後にこの書き込みは、偽物とわかるが、この時点では、大半が本物だと思っていた。
(2)聞き取り調査
兵庫県で子供たちと話す機会があり、集まった子供に聞くと、高校生8人全員、中学生11名中8人、小学生9人中5人が「見た」と答えた。同じ日、小中学校の先生方約100人に聞くと3人だけだった。
(3)調査の意味
血まみれの写真を子供たちが、しかも現実の事件のものとして見ることは大問題である。子供たちに与える影響は計り知れない。
さらに問題なのは、これまでと逆の意味(子供たちの方がよく知っている)の情報格差。知らないでは対応しようがないし、子供たちを預かる身として、知らないでは済まされない。
もちろん、関西での私の周りの少数で日本全体を語るのは乱暴だが、問題提起にはなるだろう。
(4)ネットで流れてきた
子供たちに経緯を尋ねると「Twitterで流れてきた」「友達に聞いて検索した」「友達に見せてもらった」。大人の知らない場所で、彼らの「常識」が形成されているのかもしれない。
昨年から「ネット炎上事件」が続発している。マスコミでは、投稿した若者が、逮捕・退学・内定取り消しなど、社会的に厳しい制裁を受けたと報道しているにもかかわらず事件は続く。
私たち大人は新聞やテレビから情報を集めている。対して若者たちは、スマホ等のネット経由。学生に聞くと、「ニュースはYahoo!News等、ネット上で確認し、新聞もテレビも見ない」という。
私たちと子供たちの常識形成装置が違ってきているのかもしれない。
(5)これからのために
「メディア情報の真偽を見抜く目」を鍛えるメディアリテラシー教育が急務だが、さらに、私は、今回のような画像は子供たちに見せるべきではないと強く思う。

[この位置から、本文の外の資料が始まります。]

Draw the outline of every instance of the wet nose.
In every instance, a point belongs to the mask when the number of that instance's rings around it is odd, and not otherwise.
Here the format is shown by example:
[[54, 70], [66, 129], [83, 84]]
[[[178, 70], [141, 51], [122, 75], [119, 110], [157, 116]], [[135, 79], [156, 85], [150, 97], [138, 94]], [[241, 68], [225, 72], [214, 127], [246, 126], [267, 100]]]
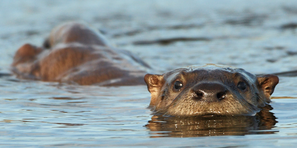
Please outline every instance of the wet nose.
[[193, 89], [195, 98], [202, 101], [217, 102], [226, 96], [227, 90], [224, 86], [215, 83], [203, 83]]

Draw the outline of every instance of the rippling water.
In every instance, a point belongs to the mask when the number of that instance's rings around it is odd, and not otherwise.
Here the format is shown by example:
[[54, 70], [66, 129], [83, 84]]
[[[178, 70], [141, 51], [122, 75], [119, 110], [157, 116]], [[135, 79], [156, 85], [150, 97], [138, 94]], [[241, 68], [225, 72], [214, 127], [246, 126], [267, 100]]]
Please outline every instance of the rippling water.
[[[295, 1], [1, 1], [0, 147], [294, 147], [296, 8]], [[279, 75], [271, 107], [258, 115], [191, 118], [151, 115], [145, 86], [71, 85], [9, 74], [19, 47], [41, 45], [69, 20], [98, 28], [158, 73], [209, 63], [255, 74], [290, 72]]]

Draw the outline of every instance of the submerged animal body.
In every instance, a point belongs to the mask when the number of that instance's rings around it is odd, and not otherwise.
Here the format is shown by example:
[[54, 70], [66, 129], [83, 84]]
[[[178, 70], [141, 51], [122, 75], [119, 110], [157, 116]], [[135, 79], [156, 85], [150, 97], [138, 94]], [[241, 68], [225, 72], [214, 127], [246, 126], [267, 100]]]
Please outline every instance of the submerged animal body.
[[53, 29], [42, 47], [21, 47], [12, 67], [22, 78], [104, 86], [144, 84], [150, 68], [129, 52], [111, 47], [98, 31], [75, 22]]
[[145, 77], [155, 111], [179, 116], [252, 115], [270, 101], [279, 82], [244, 70], [208, 64]]
[[145, 81], [156, 111], [184, 116], [253, 115], [270, 101], [279, 81], [273, 75], [257, 77], [242, 69], [213, 64], [145, 75], [150, 67], [144, 62], [112, 47], [96, 30], [75, 22], [54, 28], [42, 47], [23, 45], [12, 66], [19, 78], [46, 81], [102, 86]]

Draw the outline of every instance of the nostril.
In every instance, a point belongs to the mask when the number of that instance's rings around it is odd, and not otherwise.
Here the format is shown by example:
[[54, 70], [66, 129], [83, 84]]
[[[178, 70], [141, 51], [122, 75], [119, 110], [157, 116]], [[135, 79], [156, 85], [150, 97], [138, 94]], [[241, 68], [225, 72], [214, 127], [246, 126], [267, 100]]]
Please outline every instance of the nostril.
[[225, 95], [226, 94], [226, 91], [221, 91], [219, 92], [217, 94], [217, 97], [220, 100], [221, 100], [225, 97]]
[[203, 94], [202, 93], [196, 93], [196, 97], [198, 99], [201, 99], [203, 97]]

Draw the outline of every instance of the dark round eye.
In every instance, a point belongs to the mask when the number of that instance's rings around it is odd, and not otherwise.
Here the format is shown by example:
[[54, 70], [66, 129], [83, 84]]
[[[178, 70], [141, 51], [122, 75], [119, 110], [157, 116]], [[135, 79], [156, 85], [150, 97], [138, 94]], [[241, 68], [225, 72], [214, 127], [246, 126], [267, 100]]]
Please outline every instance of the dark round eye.
[[178, 89], [183, 87], [183, 83], [181, 82], [176, 81], [174, 83], [174, 88], [176, 89]]
[[237, 87], [238, 89], [243, 90], [247, 88], [247, 84], [245, 83], [242, 81], [239, 82], [237, 84]]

フィルタリングの必要なゆえんだ。上のグラフは兵庫県の18歳未満のデータ(兵庫県調べ)だが、平成23年の7割強から平成25年は5割弱に急低下している。設定しない理由を聞くと多くが「設定したらLINEができなくなくなるから」と答える。社会的課題である。
この連載でも繰り返し述べているが、この種の問題は子供たち自身に考えさせることが重要だが、その一方、大人として強い姿勢での禁止や制限も必要である。試されているのは、私たち大人の側である。